The prosecutors’ decision to exhume all uncremated remains comes months after the government merged the posts of prosecutor-general and justice minister, giving itself more direct control over the investigation.
It also follows the ruling conservatives’ decision to relaunch a government investigation into the case.
The move is likely to strain relations with Russia. Although PiS, the ruling Law and Justice party, has never accused Russia of orchestrating the president’s death, it has said the Kremlin benefited from the crash.
PiS officials have also accused Moscow of prolonging its investigation, and withholding evidence, such as the black boxes and the plane’s wreckage.
The Polish state prosecution said it informed the victims’ families that exhumations were necessary, as comprehensive postmortem examinations were key to reconstructing the chain of events and establishing the cause of the crash, “despite the several years which have passed”.

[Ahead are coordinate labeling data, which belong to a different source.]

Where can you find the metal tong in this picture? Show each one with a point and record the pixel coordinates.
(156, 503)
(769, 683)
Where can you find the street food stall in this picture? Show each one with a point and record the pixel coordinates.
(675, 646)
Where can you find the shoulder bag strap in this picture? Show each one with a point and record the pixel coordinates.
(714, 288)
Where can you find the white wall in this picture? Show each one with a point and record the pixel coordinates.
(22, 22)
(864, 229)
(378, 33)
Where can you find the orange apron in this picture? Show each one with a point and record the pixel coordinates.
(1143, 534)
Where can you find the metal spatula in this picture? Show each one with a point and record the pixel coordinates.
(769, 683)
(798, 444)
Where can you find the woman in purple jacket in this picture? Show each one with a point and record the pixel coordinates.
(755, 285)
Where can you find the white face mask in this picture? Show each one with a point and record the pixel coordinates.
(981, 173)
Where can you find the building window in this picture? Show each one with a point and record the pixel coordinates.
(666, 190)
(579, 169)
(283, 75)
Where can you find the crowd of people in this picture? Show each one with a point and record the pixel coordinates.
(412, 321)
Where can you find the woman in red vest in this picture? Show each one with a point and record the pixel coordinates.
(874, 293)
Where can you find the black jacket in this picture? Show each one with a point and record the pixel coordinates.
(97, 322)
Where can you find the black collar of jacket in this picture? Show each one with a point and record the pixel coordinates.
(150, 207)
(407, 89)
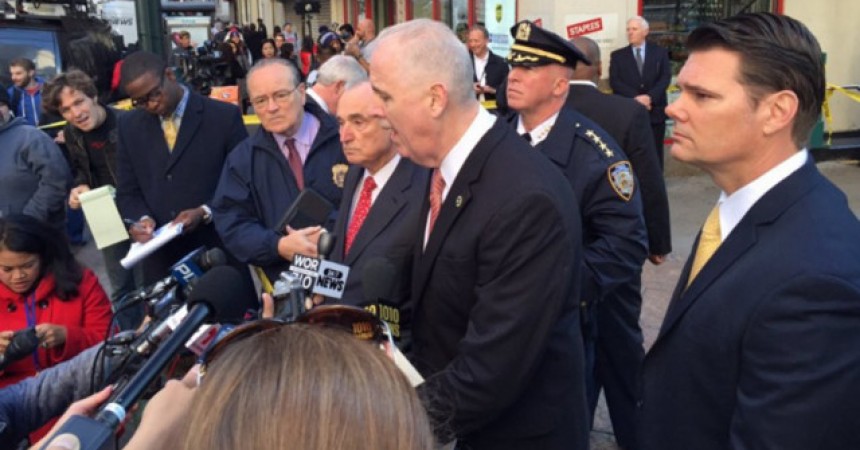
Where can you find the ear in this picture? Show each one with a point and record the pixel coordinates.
(560, 87)
(779, 110)
(438, 99)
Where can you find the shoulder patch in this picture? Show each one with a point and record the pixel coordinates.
(598, 143)
(621, 179)
(338, 174)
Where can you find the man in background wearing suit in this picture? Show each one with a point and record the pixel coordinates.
(619, 340)
(641, 71)
(296, 147)
(496, 328)
(170, 152)
(759, 345)
(491, 70)
(379, 214)
(332, 78)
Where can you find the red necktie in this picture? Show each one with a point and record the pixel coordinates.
(360, 213)
(437, 186)
(295, 162)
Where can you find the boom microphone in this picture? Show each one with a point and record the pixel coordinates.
(217, 295)
(184, 273)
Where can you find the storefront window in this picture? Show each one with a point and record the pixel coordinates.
(672, 20)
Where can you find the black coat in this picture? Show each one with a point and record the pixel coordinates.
(388, 232)
(497, 333)
(257, 187)
(496, 72)
(627, 121)
(159, 183)
(656, 75)
(760, 351)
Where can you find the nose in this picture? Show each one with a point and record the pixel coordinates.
(345, 134)
(673, 110)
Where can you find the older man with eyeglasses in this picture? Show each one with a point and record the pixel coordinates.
(171, 149)
(296, 147)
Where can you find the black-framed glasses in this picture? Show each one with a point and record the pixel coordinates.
(149, 96)
(360, 322)
(281, 97)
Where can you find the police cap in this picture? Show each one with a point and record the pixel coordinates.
(535, 46)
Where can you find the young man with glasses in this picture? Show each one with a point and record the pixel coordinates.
(171, 149)
(296, 147)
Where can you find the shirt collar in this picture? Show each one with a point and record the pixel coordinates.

Six of the previously exhumed nine bodies had been wrongly identified, the prosecution said in a statement. The Polish state prosecution added that reopening the coffins, which had been sealed in Russia, was necessary to confirm all identities.
The crash near Smolensk, in western Russia, killed 96 people including Poland’s president, Lech Kaczynski, and his wife, as well as the central bank chief, top army brass and several lawmakers.
According to the Guardian, an inquiry by the previous centrist government put the crash down to a pilot error, but the ruling Law and Justice party, led by Kaczynski’s twin brother Jaroslaw, says the crash may have been caused by an explosion on board.
Jaroslaw Kaczynski has also repeatedly accused the then prime minister, Donald Tusk, now head of the European Council, of being indirectly responsible for the crash through negligence.
The crash happened near the place where Stalinist secret police forces shot some of the 22,000 Polish officers and intellectuals executed in 1940. For Poland, the massacre is an enduring symbol of its suffering caused by the Soviets. President Lech Kaczynski had been flying in to commemorate it.